BeLeave
- Region served: United Kingdom
- Key people: Darren Grimes Shahmir Sanni Tom Harwood
- Affiliations: Vote Leave

= BeLeave =

British eurosceptic advocacy group

BeLeave was a campaign group which campaigned for the United Kingdom's withdrawal from the European Union in the 2016 EU referendum. The group was set up to focus on younger voters.

==Background==
BeLeave was set up as a "youth-focused pro-Brexit campaign" by Darren Grimes, at the time a 22-year-old fashion student and part-time shop worker, who was officially designated as Campaign Director of the organisation. In addition to Grimes, the BeLeave board consisted of Shahmir Sanni ('Secretary & Research Director') and Tom Harwood ('Head of Media & BeLeave Spokesperson'). Grimes was reported as working from Vote Leave's office and was invited to appear on several TV and radio programmes arguing for Britain to leave the EU. When Vote Leave was close to its £7m spending limit, Vote Leave emailed Grimes with offers of financial help, to which Grimes replied asking that the money be spent on Facebook ads to be placed by AggregateIQ. Vote Leave sent £675,000 in this way to AggregateIQ, without the money ever passing into the hands of Grimes or BeLeave. BeLeave had no significant income or expenditure apart from this.

BeLeave was described as a "Vote Leave Outreach Group" on the official Vote Leave webpage.

==Referral to the Electoral Commission ==

In March 2018 former BeLeave activist Shahmir Sanni claimed that BeLeave was used by Vote Leave to exceed legal spending limits.
It was claimed that Vote Leave, the official campaign in favour of leaving the European Union in the Referendum, illegally used BeLeave as a channel for a payment of £675,000 to AggregateIQ, a Canadian company which worked on pro-Brexit projects, requiring that BeLeave spent the money in this way. Vote Leave would have exceeded its campaign spending limit of £7m had it spent the money itself.

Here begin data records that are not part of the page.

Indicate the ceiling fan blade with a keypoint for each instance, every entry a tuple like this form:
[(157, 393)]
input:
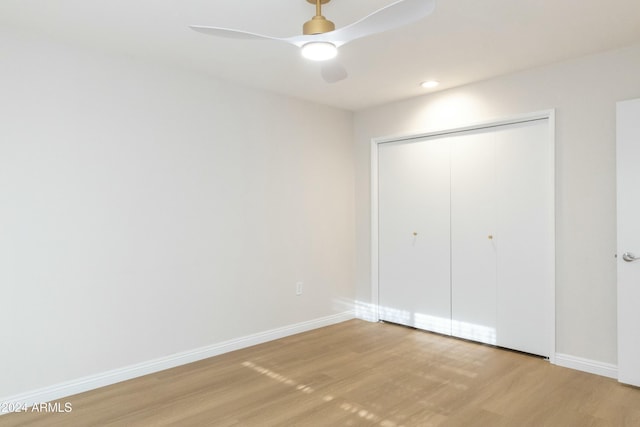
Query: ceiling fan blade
[(395, 15), (232, 34), (333, 72)]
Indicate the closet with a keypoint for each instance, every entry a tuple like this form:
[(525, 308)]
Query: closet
[(465, 233)]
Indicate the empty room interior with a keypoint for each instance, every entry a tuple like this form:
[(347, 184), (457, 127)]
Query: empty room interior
[(319, 213)]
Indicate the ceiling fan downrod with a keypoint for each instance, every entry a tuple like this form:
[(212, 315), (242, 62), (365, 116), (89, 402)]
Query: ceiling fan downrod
[(318, 24)]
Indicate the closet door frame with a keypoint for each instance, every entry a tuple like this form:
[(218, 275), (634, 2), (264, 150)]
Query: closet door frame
[(371, 311)]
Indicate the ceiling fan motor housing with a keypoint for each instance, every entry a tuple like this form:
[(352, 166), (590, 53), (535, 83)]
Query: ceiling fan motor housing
[(318, 25)]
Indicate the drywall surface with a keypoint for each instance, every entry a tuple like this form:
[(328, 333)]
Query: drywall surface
[(146, 211), (584, 93)]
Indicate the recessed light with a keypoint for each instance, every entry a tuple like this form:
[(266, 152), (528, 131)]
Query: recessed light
[(430, 84)]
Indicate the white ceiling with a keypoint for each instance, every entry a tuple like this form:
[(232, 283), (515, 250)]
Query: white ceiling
[(462, 42)]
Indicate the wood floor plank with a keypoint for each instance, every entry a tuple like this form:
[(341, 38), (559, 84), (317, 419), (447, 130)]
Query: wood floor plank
[(357, 373)]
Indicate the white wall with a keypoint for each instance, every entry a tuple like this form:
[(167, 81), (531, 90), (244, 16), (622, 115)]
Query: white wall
[(584, 92), (145, 212)]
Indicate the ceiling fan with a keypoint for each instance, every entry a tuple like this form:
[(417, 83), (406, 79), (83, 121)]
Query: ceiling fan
[(320, 40)]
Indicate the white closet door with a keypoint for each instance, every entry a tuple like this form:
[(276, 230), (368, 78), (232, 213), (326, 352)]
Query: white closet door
[(628, 182), (524, 236), (414, 280), (473, 252)]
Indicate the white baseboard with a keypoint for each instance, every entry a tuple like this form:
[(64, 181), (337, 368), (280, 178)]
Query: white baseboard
[(587, 365), (103, 379)]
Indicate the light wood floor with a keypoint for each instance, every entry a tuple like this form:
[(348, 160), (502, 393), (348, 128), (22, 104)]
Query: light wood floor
[(357, 374)]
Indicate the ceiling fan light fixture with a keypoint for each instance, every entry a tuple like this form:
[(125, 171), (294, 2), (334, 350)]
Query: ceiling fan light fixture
[(319, 51)]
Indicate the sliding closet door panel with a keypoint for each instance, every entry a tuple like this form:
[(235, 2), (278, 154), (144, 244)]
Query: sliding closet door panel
[(473, 236), (524, 236), (414, 280)]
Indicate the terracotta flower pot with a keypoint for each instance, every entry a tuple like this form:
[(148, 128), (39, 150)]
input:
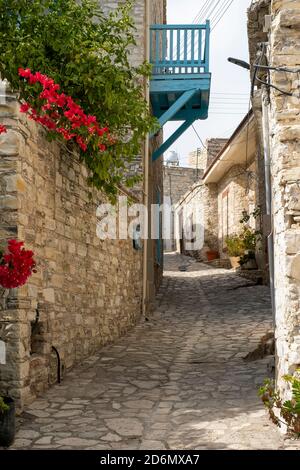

===Electoral Commission findings===
On 17 July 2018, the Electoral Commission published the conclusions of its investigation into the campaign spending of Vote Leave and found that Vote Leave and Grimes had broken electoral law.

Vote Leave was fined £61,000. Grimes, representing BeLeave, was fined £20,000, the maximum permitted individual fine, for exceeding its spending limit as an unregistered campaigner by more than £660,000 and delivering an inaccurate and incomplete spending return.

==High Court of Justice findings against the Electoral Commission and BeLeave==
On 14 September 2018, the High Court of Justice found against the Electoral Commission, stating that its advice to Vote Leave and Darren Grimes had been incorrect, but confirming that the overspending had been illegal.

===Appeals===
Vote Leave, which claimed they would not have paid BeLeave without the advice, initially appealed against their fine, but withdrew the appeal in March 2019.

Darren Grimes, who also began an appeal against his fine, did not withdraw in March 2019. On the 19th of July 2019, in the Central London County Court, Grimes successfully appealed the £20,000 fine levied for breaking electoral law in the lead up to the Brexit referendum, and the fine from the Electoral Commission was quashed. Judge Marc Dight said, "even if Grimes had committed the offence, it would not have justified the fine of £20,000, the maximum possible under current law." The Electoral Commission said: “We are disappointed that the court has upheld Mr Grimes’s appeal. We will now review the full detail of the judgment before deciding on next steps." In August 2019, the Electoral Commission decided not to appeal against the ruling.